Chicken was settled by gold miners in the late 1800s and in 1902 the local post office was established requiring a community name. Due to the prevalence of ptarmigan in the area that name was suggested as the official name for the new community. However, the spelling could not be agreed on and Chicken was used to avoid embarrassment. Chicken is the outpost for the 40 Mile mining district. There are still active gold mines in this area. Enough gold was mined here to make it worthwhile to haul huge gold dredges to this remote location. There are still several inactive gold dredges in the Chicken area.

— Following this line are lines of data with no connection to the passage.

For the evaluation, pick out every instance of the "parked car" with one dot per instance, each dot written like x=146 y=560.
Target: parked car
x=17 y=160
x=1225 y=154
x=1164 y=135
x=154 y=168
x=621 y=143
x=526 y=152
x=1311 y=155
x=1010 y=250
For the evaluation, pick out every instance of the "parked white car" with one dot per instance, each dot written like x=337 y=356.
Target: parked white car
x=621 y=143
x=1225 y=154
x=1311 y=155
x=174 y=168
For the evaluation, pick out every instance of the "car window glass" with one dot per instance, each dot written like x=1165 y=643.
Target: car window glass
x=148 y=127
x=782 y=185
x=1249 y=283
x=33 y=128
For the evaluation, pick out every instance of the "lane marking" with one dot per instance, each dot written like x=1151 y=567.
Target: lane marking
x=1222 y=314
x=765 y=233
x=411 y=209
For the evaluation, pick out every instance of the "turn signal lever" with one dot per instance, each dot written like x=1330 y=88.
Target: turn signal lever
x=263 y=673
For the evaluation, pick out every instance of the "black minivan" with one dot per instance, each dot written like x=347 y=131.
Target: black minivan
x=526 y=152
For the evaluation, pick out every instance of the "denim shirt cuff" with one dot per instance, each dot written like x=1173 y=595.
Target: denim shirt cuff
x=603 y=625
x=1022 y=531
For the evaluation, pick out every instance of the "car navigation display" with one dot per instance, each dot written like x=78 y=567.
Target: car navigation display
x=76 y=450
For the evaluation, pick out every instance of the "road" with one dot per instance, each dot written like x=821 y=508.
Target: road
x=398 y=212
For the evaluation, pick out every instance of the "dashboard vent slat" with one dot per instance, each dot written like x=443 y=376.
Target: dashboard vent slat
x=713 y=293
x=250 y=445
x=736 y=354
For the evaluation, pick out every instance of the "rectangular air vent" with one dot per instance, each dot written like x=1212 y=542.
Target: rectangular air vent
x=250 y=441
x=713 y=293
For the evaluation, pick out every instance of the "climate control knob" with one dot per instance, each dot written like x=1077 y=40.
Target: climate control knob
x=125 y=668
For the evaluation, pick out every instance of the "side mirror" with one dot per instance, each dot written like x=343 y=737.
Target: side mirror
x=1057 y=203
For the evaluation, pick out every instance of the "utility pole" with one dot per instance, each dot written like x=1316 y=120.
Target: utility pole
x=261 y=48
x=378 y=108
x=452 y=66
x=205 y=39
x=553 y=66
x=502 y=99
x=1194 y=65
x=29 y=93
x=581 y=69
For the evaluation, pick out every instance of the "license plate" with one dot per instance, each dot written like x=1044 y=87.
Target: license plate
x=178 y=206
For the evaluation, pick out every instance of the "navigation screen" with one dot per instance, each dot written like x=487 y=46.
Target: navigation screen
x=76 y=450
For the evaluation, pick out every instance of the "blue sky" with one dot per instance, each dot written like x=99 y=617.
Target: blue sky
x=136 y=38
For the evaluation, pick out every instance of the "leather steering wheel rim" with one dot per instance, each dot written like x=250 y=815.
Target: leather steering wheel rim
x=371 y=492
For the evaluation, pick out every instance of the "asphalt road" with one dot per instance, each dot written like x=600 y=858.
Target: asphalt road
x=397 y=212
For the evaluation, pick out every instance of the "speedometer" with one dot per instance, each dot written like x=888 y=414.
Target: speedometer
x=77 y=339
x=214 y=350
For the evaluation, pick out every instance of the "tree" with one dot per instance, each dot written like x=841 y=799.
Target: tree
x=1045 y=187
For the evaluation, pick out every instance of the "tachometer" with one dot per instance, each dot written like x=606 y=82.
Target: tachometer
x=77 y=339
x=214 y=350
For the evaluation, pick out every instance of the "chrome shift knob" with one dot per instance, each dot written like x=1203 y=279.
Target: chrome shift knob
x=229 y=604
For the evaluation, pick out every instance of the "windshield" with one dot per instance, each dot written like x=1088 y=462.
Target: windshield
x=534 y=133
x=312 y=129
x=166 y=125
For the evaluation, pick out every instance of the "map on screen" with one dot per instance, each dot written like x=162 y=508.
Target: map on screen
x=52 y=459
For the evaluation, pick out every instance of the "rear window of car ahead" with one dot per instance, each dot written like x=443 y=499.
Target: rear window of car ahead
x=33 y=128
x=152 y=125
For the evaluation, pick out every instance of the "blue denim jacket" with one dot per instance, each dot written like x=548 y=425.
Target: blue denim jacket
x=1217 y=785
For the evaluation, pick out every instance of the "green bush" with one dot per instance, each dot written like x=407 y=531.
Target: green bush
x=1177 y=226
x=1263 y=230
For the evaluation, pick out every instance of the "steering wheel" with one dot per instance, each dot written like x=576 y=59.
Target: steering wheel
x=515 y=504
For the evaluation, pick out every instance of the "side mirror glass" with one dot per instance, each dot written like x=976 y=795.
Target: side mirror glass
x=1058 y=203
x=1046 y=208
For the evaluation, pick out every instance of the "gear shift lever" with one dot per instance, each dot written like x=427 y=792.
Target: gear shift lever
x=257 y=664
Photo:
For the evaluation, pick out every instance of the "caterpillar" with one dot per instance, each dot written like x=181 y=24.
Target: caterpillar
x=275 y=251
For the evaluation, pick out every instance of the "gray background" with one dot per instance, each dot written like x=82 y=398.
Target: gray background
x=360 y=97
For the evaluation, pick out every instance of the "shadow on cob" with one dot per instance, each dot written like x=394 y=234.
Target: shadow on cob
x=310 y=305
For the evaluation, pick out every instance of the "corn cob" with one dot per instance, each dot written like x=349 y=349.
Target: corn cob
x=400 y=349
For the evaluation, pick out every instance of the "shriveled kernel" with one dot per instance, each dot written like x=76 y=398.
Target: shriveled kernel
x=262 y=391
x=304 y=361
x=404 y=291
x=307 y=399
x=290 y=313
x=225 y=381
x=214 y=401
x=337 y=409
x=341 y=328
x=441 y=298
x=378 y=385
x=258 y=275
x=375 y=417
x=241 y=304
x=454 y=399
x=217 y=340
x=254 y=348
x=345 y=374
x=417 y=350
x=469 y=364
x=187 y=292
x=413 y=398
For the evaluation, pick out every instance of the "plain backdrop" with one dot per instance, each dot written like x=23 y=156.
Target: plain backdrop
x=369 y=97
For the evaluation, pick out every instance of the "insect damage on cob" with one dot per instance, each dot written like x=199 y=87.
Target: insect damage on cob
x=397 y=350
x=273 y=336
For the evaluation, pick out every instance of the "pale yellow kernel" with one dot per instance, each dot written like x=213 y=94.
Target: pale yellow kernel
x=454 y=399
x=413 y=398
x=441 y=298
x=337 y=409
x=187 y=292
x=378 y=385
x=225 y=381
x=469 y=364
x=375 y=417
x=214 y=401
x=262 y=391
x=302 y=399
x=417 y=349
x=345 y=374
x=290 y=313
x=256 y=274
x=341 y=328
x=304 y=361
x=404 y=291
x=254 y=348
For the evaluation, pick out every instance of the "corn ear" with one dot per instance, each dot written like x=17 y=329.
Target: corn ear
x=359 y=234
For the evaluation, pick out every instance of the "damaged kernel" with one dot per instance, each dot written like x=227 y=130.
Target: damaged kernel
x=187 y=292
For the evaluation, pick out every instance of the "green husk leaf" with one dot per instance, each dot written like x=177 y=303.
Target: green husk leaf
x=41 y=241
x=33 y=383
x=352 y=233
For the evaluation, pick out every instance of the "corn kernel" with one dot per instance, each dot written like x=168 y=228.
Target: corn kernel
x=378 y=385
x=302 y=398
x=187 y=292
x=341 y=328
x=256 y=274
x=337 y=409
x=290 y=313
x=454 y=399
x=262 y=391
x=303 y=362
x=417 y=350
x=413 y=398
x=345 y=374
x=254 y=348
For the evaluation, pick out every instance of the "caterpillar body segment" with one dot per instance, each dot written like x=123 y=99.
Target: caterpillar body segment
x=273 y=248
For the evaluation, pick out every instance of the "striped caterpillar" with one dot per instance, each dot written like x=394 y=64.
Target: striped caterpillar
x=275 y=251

More recent news involving Eagle. Evidently, during May 3-6, 2009 an ice jam on the Yukon River broke near Eagle, and caused the worst flood in the community's recorded history. The 55-foot floodwaters and tremendous ice blocks scoured Eagle, destroying 25 structures and devastating the town of 125 people

When the water started to recede, the broken ice was moving for the first time in two days. Bergs the size of small boats drifted  in the current. At left Yukon River ice is packed around a house in Eagle. Missing are trees on the once-densely wooded Belle Island, denuded by raging water and ice. The historic customs-museum house, cafe, store and clinic were gone.  On May 6th Gov. Sarah Palin issued a disaster declaration for areas of Interior Alaska affected by flooding, including the drainages of the Yukon, Kuskokwim, Kobus and Susitna rivers. The declaration allowed greater coordination between state agencies, and provided easier access to state disaster relief funds and receipt of federal funds if there is a federal disaster declaration. President Obama declared the Yukon River flooding part of a national disaster on June 11, making residents eligible for financial assistance from the Federal Emergency Management Agency (FEMA). Due to the cost and difficulty of bringing in building supplies, FEMA gave residents the option of receiving their assistance directly, in the form of materials, rather than cash. At the same time, the Mennonite Disaster Service (MDS) offered to provide free labor to build the new homes. MDS agreed to build 13 new log homes, six in Eagle and seven in Eagle Village. The homes in Eagle are being rebuilt on their original sites, but are being elevated several feet. The homes in Eagle Village are being built in the new village, which is at a higher elevation. Teams of volunteers from Samaritan's Purse also joined the Mennonites to work on the houses. The outpouring of help from Alaska Volunteers Active in Disasters, Adventist Community Services, the Fairbanks Civil Air Patrol, Fairbanks Food Bank, and a Vacation Bible School from Anchorage all helped to rebuild Eagle.

Cleaning off the mud.

We saw and did many more things on this wonderful adventure that included the northern Arctic Circle city at the end of the road. Some day soon we're thinking about returning to the area to do more exploring.